Our blood carries tiny amounts of DNA from broken-up cells. If we have cancer, some of that DNA comes from tumor cells. Studies performed with adult cancers have shown that this circulating tumor DNA (ctDNA) may offer crucial clues about tumor genetic mutations and how tumors respond to treatment.
Brian Crompton, MD, with colleagues at Dana-Farber/Boston Children’s Cancer and Blood Disorders Center and elsewhere, is now working to bring ctDNA “liquid biopsies” to pediatric solid tumors as well. The researchers hope that these blood tests will eventually improve early detection, choice of treatment and monitoring of young patients with these diseases without having to sample the tumor itself.
ctDNA: Gauging solid tumors with a blood test
In the last year, this team has shown that ctDNA can be detected and measured in patients with five of the most common pediatric solid tumors: Ewing sarcoma, osteosarcoma, neuroblastoma, alveolar rhabdomyosarcoma and Wilms tumor.
The scientists also found early correlations between ctDNA liquid biopsy findings and cancer progression in two pediatric bone cancers, Ewing sarcoma and osteosarcoma. Liquid biopsies potentially could aid in tailoring treatments for both bone cancers — for example, by helping to predict which young patients will respond well to treatments, which can’t be done with current tools.
“If we could identify patients who have a very high risk of not being cured, we could potentially give them a more intense therapy or a different therapy, or enroll them in an experimental regimen,” Crompton says. “Detection and quantification of ctDNA could be one way to identify these high-risk patients.”
Rethinking ctDNA for kids
Applying ctDNA to pediatric solid tumors requires developing new approaches. “We can’t just take adult ctDNA assays and apply them to pediatrics, because the patterns of genetic mutations we see in children with cancer are completely different than the patterns of mutations we see in adults,” Crompton says.
In adult cancers, ctDNA analyses typically highlight point mutations — changes in a single “letter” of the genetic code. But pediatric cancers are different: ctDNA analyses generally must focus on structural changes in the DNA, such as translocations (rearrangements of DNA between chromosomes) or changes in the number of copies of a gene.
Adding to the challenge, researchers can’t always collect tumor biopsies from every child. “We want to be able to detect ctDNA with high confidence without ever having genetically profiled the tumor,” Crompton says.
Validating liquid biopsies
In a critical first step, described in PLOS One in December 2017, the researchers simplified the requirements for blood sampling, a particular concern among young cancer patients. They showed that a type of blood collection tube used to collect ctDNA also is suitable for gathering the patient’s own normal DNA. Simplifying the collection of blood samples “was really helpful in assuring that samples from liquid biopsy will be banked nationally for kids with any solid tumor,” says Crompton.
The multi-institutional team then went on to develop two methods for testing ctDNA. One assay was designed to capture DNA translocations in diseases such as Ewing sarcoma, primarily concentrating on regions of the genome where these translocations are likely to occur. The second, building on a tool created by the Broad Institute of MIT and Harvard, counts chromosomal copy number changes, which usually are present in high volume in osteosarcomas.
Next, in an article published in July in JCO Precision Oncology, the scientists showed that ctDNA could be measured in the five types of solid pediatric tumors, in at least half of patients.
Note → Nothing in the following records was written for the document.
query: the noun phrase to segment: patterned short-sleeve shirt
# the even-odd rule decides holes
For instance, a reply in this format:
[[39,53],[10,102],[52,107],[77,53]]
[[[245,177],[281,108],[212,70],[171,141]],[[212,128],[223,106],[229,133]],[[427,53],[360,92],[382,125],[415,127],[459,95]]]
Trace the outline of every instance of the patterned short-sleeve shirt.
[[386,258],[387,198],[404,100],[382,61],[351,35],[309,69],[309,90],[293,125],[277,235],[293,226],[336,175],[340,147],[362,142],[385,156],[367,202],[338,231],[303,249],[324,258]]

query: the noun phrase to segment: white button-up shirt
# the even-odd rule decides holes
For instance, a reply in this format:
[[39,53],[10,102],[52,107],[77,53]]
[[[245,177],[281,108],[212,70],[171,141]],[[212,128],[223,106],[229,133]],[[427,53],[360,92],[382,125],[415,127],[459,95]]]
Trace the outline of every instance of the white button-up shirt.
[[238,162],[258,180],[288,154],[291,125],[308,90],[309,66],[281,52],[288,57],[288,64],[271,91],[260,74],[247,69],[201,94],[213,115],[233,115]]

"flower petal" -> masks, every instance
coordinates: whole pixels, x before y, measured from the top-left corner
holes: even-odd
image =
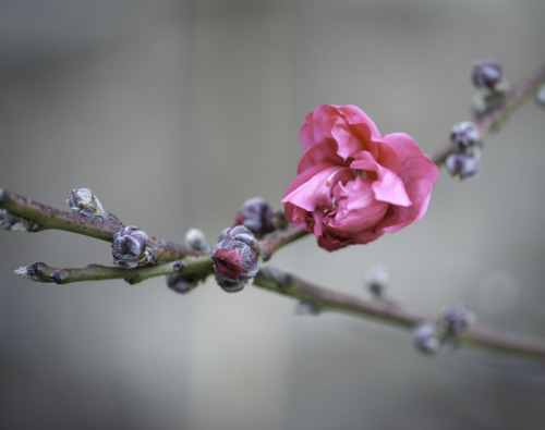
[[[439,177],[439,169],[420,149],[414,139],[404,133],[384,136],[401,159],[400,177],[412,201],[409,207],[392,207],[391,213],[377,226],[388,233],[419,221],[427,210],[432,189]]]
The study also identified genomic markers of poor outcomes.
ctDNA in Ewing sarcoma and osteosarcoma
Finally, a paper in the British Journal of Cancer in August showed that detectable ctDNA identified with these assays was prognostic for outcomes in localized Ewing sarcoma and osteosarcoma.
Crompton is now working with Dana-Farber’s Steven DuBois, MD, MS, and David Stephen Shulman, MD, to launch a multi-institutional prospective study that will probe ctDNA in greater depth among patients with these two diseases. The study’s primary goal is to confirm findings from its original patient samples, and to explore whether treatment-induced changes in ctDNA could be even more predictive of whether a patient’s disease is sensitive or resistant to therapy.
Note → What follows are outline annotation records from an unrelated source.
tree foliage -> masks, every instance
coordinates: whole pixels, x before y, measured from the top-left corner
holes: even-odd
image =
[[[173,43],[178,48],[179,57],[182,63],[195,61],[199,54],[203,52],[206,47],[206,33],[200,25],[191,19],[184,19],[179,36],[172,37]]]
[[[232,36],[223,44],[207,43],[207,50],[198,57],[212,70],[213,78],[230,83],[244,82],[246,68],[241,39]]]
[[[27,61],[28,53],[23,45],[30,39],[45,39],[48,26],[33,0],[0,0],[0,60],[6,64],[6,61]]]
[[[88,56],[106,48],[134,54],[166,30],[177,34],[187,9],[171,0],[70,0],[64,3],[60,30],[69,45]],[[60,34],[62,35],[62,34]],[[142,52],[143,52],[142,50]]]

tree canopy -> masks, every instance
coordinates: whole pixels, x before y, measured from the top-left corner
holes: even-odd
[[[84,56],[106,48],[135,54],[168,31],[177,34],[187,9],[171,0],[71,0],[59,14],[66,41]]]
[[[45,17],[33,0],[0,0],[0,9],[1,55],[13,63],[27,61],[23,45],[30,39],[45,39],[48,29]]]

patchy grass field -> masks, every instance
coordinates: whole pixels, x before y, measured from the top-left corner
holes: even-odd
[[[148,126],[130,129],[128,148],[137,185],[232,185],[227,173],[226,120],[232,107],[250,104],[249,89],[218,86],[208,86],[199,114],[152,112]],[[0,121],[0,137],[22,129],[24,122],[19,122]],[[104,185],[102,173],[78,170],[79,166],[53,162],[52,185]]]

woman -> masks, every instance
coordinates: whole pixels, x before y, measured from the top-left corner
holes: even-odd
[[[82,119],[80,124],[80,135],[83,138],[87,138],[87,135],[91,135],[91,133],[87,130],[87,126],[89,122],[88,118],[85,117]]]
“In the long run, we want to monitor how the tumors evolve in response to therapy, by profiling the DNA every month for example,” says Crompton. “We can’t do that with a surgical biopsy, because we can’t operate on a patient every month. But we routinely draw blood samples every month for patients who are on therapy, so getting an extra tube of blood to do a liquid biopsy is simple.”
Lessening side effects, detecting recurrence
In the future, Crompton and his team hope to see an even broader impact. “We believe that we will one day be able to use ctDNA to identify patients who could be cured with reduced-intensity therapy, which could lessen the risk of long-term side effects,” he says. “We also believe these assays could be used to monitor patients for early signs of relapse, when treatment may be more successful, and even for early detection of malignancies in families at high risk of developing cancer.”